I tell you, if these were silent, the stones would shout out.

This week I went on retreat with college to Foxhill. It was my first silent retreat and I was looking forward to spending some time with the Lord in the beautiful scenic surroundings.

We were fortunate with the weather with the sun beaming down and even though it was chilly, walking around the grounds was breathtaking.

When it came to dinner, we all sat together in silence and started to eat. I never realised that trying to eat in silence for the first time would be so interesting. Things ticked on by until certain events that really weren’t funny started to be hilarious. Daft things like cutting into food and it going flying now seemed to be the funniest thing ever, filling up someone’s water and splashing it everywhere was comedic gold. The harder we tried to remain serious the funnier became.

Trying to stop a laugh is actually really difficult. Once I started to snigger the rest of the laugh started to break through, a giggle turned into a chuckle and that grew again into full out laughter.

Typing it out sounds ridiculous that I an adult could not eat a meal in silence without laughing, but there was something beautifully joy-filled about this.

We were so enjoying being soaked in the silence and in the presence of our Lord that His boundary breaking, transformative joy was pouring through us.

I personally was bursting with joy over the retreat and the harder I tried to suppress it the more it seeped out.

This story of my giggly silent retreat came to mind as I heard the liturgy of the Palms this morning. Jesus says in response to the Pharisees asking Him to silence His disciples “I tell you, if these were silent, the stones would shout out.”

Jesus is correct! How difficult it is to try and suppress the wonder of Him and the joy and glory that He provides and brings.

But how confusing it is that we as Christians sometimes find it difficult to articulate our faith!

Jesus says that we cannot be silent because even the stones will cry out, and that is what happens. We end up seeing His glory being witnessed and proclaimed in different ways. If one place is silent then another with cry out.

If a place where Jesus’s love and glory is seen that is not expected, are we meant to stay silent?
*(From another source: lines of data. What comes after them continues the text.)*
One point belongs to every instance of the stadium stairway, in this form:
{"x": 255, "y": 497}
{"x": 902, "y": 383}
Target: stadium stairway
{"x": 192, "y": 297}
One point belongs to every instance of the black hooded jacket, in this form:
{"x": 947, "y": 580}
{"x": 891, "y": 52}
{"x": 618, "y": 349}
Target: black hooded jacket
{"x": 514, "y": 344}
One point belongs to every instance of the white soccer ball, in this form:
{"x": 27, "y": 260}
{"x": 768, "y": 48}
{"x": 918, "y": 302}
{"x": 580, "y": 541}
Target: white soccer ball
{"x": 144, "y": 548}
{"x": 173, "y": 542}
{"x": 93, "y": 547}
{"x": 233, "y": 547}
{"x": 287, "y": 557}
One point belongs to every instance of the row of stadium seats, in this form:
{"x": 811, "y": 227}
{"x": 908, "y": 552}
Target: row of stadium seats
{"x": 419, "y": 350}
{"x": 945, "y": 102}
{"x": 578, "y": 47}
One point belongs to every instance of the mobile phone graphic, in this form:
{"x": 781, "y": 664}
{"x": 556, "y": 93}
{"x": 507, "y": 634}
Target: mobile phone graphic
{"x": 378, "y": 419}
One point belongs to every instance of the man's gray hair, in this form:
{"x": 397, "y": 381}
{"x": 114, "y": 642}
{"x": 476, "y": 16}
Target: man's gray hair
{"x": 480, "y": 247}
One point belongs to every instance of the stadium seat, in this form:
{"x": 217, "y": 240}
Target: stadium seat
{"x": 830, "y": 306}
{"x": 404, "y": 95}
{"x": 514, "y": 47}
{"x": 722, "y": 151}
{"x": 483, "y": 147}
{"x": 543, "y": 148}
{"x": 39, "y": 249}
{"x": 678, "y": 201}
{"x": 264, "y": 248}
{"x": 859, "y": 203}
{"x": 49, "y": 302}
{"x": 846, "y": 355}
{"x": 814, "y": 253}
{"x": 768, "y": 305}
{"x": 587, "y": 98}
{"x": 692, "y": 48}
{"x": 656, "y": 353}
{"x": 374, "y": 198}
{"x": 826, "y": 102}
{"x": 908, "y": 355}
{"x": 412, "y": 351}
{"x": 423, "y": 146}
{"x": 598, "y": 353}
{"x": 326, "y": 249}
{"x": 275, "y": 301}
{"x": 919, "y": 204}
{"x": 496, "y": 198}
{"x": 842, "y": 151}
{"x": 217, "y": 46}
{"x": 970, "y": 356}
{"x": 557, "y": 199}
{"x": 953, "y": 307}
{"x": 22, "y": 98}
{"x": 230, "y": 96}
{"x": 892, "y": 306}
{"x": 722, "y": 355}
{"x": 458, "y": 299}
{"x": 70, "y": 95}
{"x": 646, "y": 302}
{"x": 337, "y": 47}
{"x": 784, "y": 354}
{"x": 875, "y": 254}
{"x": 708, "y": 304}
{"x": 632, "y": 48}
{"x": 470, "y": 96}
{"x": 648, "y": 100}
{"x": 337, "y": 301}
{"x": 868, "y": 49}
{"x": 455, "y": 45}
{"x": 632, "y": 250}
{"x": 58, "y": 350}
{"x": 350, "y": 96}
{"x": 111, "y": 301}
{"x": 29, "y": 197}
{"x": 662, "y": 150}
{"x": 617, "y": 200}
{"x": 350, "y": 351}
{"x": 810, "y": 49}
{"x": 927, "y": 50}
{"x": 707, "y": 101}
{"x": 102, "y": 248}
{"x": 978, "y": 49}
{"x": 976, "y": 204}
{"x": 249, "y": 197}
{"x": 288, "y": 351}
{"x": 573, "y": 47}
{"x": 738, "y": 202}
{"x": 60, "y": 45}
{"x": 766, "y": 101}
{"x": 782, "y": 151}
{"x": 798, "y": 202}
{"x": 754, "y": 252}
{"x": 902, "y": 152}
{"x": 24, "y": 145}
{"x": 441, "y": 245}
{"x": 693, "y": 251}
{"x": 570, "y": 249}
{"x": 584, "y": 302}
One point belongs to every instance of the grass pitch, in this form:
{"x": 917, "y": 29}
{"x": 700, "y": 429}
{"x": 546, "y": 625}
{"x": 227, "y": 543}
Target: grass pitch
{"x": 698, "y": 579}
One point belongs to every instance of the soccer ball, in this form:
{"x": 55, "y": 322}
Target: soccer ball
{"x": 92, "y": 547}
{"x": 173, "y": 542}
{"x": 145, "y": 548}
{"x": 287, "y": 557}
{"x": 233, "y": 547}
We have to remember that Jesus breaks through everything and that means our human experiences and expectations, the Pharisees struggled with this and wished silence could cover what they were witnessing. Let us hope that we try and not do the same.

Palm Sunday has always been special for me. On this day in 2014 I waved a paper palm leaf made by my children as people around me sang. I wasn’t singing myself but slowly, during that moment I felt an overwhelming feeling that God loved me and that He had a plan for my life and it started right then. My mouth was opened and the stones inside of me began to cry out – proclaiming the glory of the King of my heart.

On my last day of my retreat I spent time watching the silken pearlised petals of a Magnolia tree slowly fall to the ground. The beauty of the tree stood proudly, but soon the tree would be bare and the petals would be gone.

This image reminded me of the journey that we begin today towards the cross, slowly the palms that were so beautifully waved are put down and left to rot into the ground, as Jesus was hung left to die on the cross.

But we know that death did not win and so like the Magnolia tree, leaves begin to grow again and wave and proclaim, that every tongue will confess, every knee should bed and all the stones will cry out that Jesus is Lord.